Trawling through the educational “news” is to immerse oneself in an endless litany of disappointed hopes and missed targets.  So instead of writing about any of that today, I will write about another little detail that Irina Tyk mentioned in the talk she gave on Saturday.

It was to do with blending.  When you start teaching reading with the Butterfly Book, you don’t start with the names of the letters, but with the sounds they make.  (Names come later.) And right away, in lesson one, you are teaching blending.  You get a few sounds, the sounds made by a, n and t, and you start making little words out of them.  Ta.  At.  Na.  An.  Tan.  Ant.  Nan.  Tat.  Blending begins at once.  And no, I don’t know what “na” is either.  That doesn’t matter.  What matters is making the right noise.  What “ant” means is also digression.  Do not interrupt the teaching of reading with a lesson about insects, or asking whether the kid knows what an ant is.  (I used to do this.  Now, I will stop.)

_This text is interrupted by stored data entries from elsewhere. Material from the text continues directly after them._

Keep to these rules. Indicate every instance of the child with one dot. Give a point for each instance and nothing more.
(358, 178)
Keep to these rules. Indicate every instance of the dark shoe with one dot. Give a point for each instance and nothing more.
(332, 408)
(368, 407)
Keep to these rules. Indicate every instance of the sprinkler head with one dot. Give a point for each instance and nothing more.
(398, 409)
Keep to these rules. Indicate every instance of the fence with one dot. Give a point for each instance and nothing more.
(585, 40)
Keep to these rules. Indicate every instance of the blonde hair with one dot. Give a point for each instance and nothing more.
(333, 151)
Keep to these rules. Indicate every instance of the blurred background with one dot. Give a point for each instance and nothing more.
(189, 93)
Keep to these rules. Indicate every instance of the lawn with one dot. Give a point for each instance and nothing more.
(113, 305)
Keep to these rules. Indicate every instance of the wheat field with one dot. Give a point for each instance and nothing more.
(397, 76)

Anyway, what Irina Tyk said was that what you must not do when teaching blending is assemble a number of separate syllables, and then try to put them together.  So, if the task is to get the child to read “together”, what you do not do is break together up into “to”, “geth” and “er”, and then try to bolt all that ... together.  Blending is done from left to right.  If you do need to soften the complexity of it, then cover up “gether” behind a bit of card, leaving only “to” visible.  Then slide your card rightwards, and leave “togeth” visible.  Then slide it again, revealing all of “together”.  You should not cover up “togeth” in order to show that the end goes “er”.

Interesting.  Well, I think so.  In general, Irina Tyk gave me a lot of confidence that she knows exactly how to teach people to read, with all extraneous stuff stripped out of the process.  So if on some particular matter I don’t get why she says whatever she says, I am inclined to take her word for it.